4. There are other ways to signal disapproval of cohabitation, if such is deemed necessary—one way is to bar them from the Lord’s Table until their wedding, and then welcome them to the Sacrament during the service.

5. As our world changes we need to be clear about what biblical marriage consists of, which is two things, namely a personal commitment to a life-long covenant relationship and a public declaration of that commitment. Since the Scripture neither mandates a civil license nor a church service, by this measure Jan and David are already married. The church should recognize this and develop ways to welcome couples like them—since doubtless there will be many more like them in the decades ahead as God calls members of the postmodern generation to himself.

Your response?

So, how should Christians think about this? How should the church respond to couples like David and Jan? What biblical texts are relevant? What, in other words, does faithfulness look like? And is this a matter for the church not for individuals?


  1. wow, i guess you stumped everyone.

  2. Denis – I’ve been thinking about this for the past several days and I’m still not sure how to respond.

    I’m inclined to say yes, they should be married. If we ask them to separate for an amount of time before getting married, how long are we asking them to do that? Also, are we prepared to help them with extra financial costs they may incur as a result?

    Taken a step further, why are we treating this sin differently than any other? There are lots of other extremely public sins a couple could engage in, are we going to make them wait to get married too?

    Also, as you said, biblically speaking, I think the way we address unrepentant sin is by barring a person from the Lord’s Supper.

    I dunno though, it’s a really tough one. But I think I’d allow them to be married.

  3. I’ve seen this situation (or at least one very similar to it) at least twice that I can remember over the years. Our response will doubtless prove dissatisfying to some, but it seemed good at the time and the results have been good, too.

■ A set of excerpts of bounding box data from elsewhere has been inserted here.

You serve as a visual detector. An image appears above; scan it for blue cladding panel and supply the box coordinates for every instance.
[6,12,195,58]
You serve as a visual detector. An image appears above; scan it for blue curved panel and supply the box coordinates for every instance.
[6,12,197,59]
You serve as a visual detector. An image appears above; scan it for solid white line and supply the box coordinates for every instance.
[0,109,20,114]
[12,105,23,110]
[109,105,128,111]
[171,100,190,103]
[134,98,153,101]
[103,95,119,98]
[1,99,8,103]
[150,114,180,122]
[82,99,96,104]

    The central question in our thinking: How does God see their relationship before the wedding? A good case can be made, I think, that a couple that has loved one another and lived together for so long are married. (We had neighbors in Massachusetts who were in their 60s and had been living together for over 20 years. He still introduced her as his fiancee.)

    Of course they don’t think they are married, and their thinking is pretty important. Often hiding behind rhetoric like “We don’t need a piece of paper to legitimize our relationship” is the unspoken assumption “I can leave this if/when it becomes annoying.” It’s here, I think, that having a wedding is important: not to sanctify their sexual relationship, but to formalize their commitment to one another, before witnesses, and before our Lord.

    So what did we do? Instead of having a wedding, which implies they weren’t really married before now, we had a service of recognition and commitment: recognition that what the Scriptures speak of as two becoming one has already begun in this relationship, and the commitment to continue that relationship by God’s grace until death or until the Lord comes.

    By the way, both marriages were successful in keeping that commitment.

  4. This is an interesting dilemma. A possible compromise might be to have the couple get married at the courthouse immediately, to be followed by a church sacrament when they can get their arrangements completed. While it is true that civil marriage is not what makes you married in the sight of God, in our culture it is what binds you to someone legally (and in Bible times, marriages were done according to the laws of that time, and I believe that God expected this). Why? Because, if we decide that being married in God's eyes is just a matter of making the commitment, how does one demonstrate that commitment? I believe it is by being legally wed. Without that commitment, the ability to walk away is much easier – which is why so many do not get legally married, but just live together. Appearances are not everything, but Christians are to avoid the appearance of evil, and I believe that living together lends such an appearance. Therefore, I believe Pastors would be justified in asking the couple to live apart or to have a civil ceremony pending their church ceremony.